Anyway, microintelligences can extend APIs to next levels. They can automate entire teams, deal with edge cases, define their own priorities, execute their tasks, collaborate with other AIs, all the while working in limited scopes with significant predictability due to many layers of reasoning.
Investment takeaways:
I should look at NOW, TEAM, and other stuff that can replace seat-based workers with AIs, that actually do the task3. Seems like the most trivial way to implement what I am talking about here.
But it is not clear if certain companies that are currently seat-based can make this transition and make more money. I guess, yes? But who knows
I don’t believe this can work as well in the front office. Maybe it’s a generational stuff and Gen Z will be ok with sales robots, but if I am dropping a big check, I want to be wined and dined by a human.
This can create tons of shadow IT if the man-machine interaction during the deployment phase takes a long time
This will take time and it is certainly too expensive to do today. But it seems like a good startup idea to create an orchestrator for all of this. 9 out of 10 CIOs will kill you if you suggest to them for AIs to run the code themselves generated. But they’ll have to have access to the internet, right?

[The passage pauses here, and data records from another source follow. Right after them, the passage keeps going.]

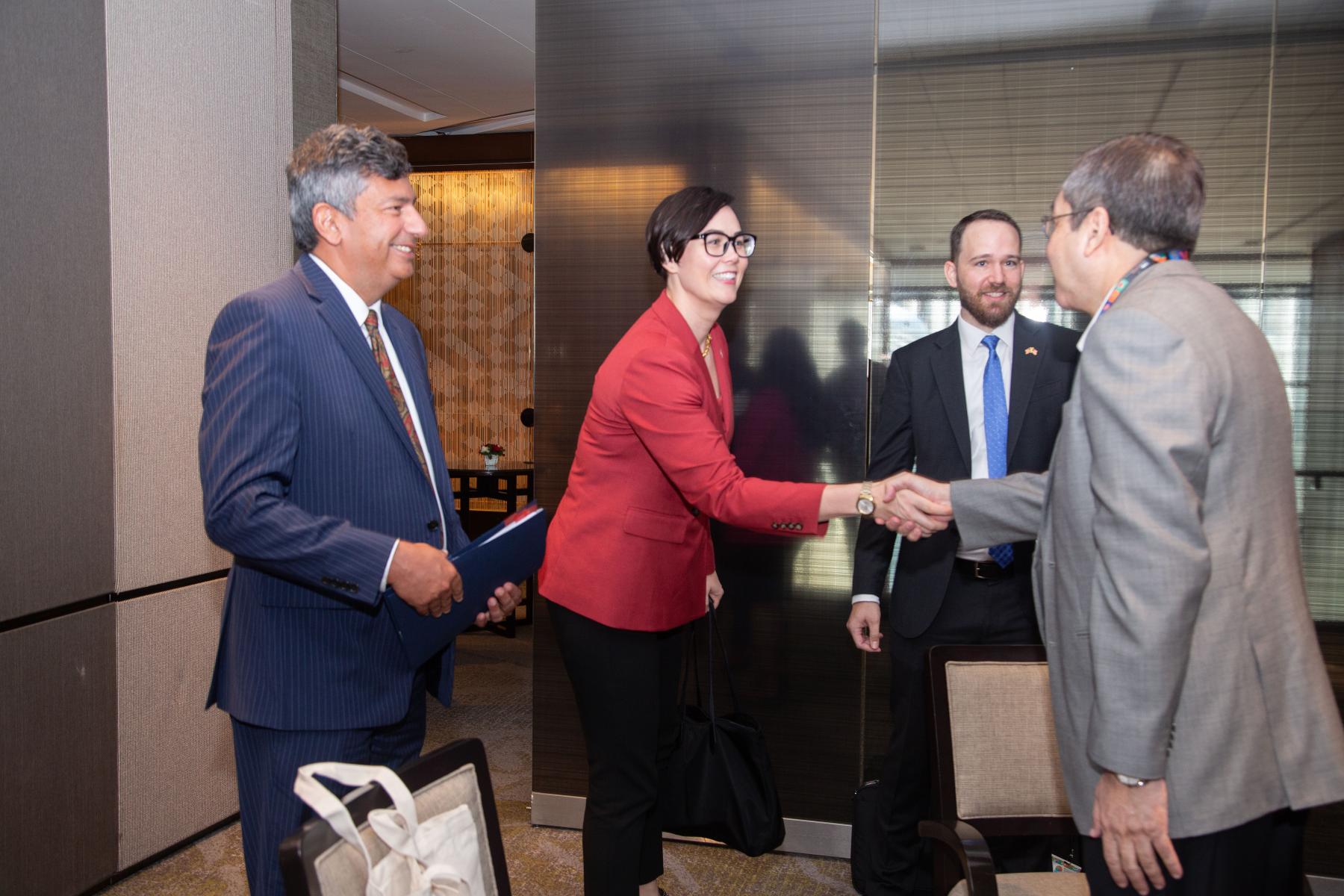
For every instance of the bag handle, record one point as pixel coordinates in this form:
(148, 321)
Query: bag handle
(690, 665)
(715, 635)
(335, 812)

Robotic process automation could be an interesting AI play if they found a way for AIs to interact with them
Does the observability crowd have an angle here? I don’t know. Perhaps, before calling you to say shit hit the fan, PagerDuty could run a virtual war room, try some approaches. Or at least, raise some theories on why it is causing problems.

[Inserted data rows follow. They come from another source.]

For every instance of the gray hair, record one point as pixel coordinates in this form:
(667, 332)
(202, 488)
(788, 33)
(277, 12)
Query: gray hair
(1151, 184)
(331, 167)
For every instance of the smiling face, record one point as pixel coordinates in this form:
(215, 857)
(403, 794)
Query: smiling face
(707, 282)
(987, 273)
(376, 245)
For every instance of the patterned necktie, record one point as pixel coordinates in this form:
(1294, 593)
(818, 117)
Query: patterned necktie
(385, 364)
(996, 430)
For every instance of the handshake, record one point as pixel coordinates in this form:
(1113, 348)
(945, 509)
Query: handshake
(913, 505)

Actually, 10 out of 10 CIOs won’t allow the PagerDuty bot to open the PowerShell in the production Windows Server to run some commands to test some hypothesis the AI came on why the performance of the legacy .NET system has deteriorated.

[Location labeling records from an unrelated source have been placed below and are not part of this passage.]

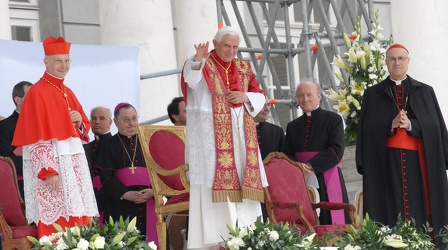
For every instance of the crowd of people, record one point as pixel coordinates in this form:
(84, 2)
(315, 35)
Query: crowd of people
(66, 178)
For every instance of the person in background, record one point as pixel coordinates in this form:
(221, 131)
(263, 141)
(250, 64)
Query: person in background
(176, 111)
(7, 128)
(270, 136)
(51, 128)
(124, 175)
(402, 149)
(222, 97)
(101, 120)
(316, 139)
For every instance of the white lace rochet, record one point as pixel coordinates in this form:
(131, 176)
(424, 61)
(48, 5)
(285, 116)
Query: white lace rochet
(75, 196)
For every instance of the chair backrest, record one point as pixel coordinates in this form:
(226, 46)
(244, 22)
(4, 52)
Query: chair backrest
(359, 200)
(287, 184)
(10, 199)
(164, 148)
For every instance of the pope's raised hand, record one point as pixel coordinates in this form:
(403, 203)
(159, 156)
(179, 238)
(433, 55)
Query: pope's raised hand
(201, 51)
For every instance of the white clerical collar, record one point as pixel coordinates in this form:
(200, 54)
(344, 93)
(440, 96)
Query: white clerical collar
(97, 137)
(398, 82)
(55, 76)
(309, 113)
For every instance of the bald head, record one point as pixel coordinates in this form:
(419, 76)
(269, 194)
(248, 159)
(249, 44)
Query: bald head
(100, 118)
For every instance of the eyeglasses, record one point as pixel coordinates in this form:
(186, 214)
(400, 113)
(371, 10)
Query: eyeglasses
(60, 61)
(128, 120)
(101, 118)
(399, 59)
(228, 46)
(268, 105)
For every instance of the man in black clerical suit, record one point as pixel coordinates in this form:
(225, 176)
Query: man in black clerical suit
(316, 138)
(402, 149)
(270, 138)
(101, 120)
(7, 129)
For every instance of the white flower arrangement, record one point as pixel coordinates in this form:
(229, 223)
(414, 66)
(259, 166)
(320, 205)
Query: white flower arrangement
(259, 235)
(366, 66)
(122, 234)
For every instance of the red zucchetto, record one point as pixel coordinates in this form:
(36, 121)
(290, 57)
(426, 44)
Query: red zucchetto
(56, 46)
(397, 45)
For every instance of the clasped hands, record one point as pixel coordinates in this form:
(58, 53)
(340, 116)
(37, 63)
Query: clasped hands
(307, 170)
(76, 118)
(138, 197)
(401, 120)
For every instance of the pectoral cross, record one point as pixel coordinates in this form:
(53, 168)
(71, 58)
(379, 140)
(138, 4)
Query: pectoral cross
(132, 168)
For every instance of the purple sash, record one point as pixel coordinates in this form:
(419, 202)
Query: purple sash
(141, 177)
(332, 183)
(98, 185)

This sound like some Less Wrong thing, but trusted AI is the key to enable AIs talking to AIs. A lot of guard-rails will need to go before you get access to the PowerShell
This demand seems incremental, doesn’t it? Even if you automate the entire purchasing department removing the human that interact with the SAP through the GUI, you’ll still use the SAP
This smells digital twins
It’s possible that micro intelligences don’t even happen in this hype cycle. Or never! What do I know?
If you’re trying to estimate how many tokens per day the world will estimate through generative AI, one question you may need to answer is: how many work-related words does the average white-collar work think per day?
Anyway, exciting times! Share this post with colleagues if you think it helps to elucidate how to think about the demand for Nvidia.
If you allow me to digress, I have a conspiracy theory that a sizable portion of the world’s computing (or at least server side, but client side too since the M1 Mac) is spent not actually running stuff but running abstractions. Of course, we could simply not do that, and everyone codes in C++ (or even lower-level languages), but it would waste a lot of time. When my coding professor in college was explaining why he picked Python for us for the course, his main point was that despite being slower, you should measure how slow a program is by the time it takes to code it + the time it takes to run. And reality is that make as a lot of sense to just code badly, but in a way that makes stuff easier. Abstractions make a significant portion of it. Therefore, people are exchanging making more operations and a higher silicon bill for paying less labor. I stated this for abstractions, but it can work for any flexibility at large. A friend of mine works for a guy that whenever he asks him to whether they should optimize a certain database the man simply says “nah, let’s just put it in RDS and allocate more resources”.
I find it funny they gave a name for it and it’s Google’s. It’s basically thinking and thinking about what you thought.
Can you add stuff like Zendesk, Freshworks, Intercom and Salesforce Service Cloud here? Yes, but it seems way less fun and everyone already thought about it. A chatbot that reads knowledge base is nice, but isn’t not like a 10x experience.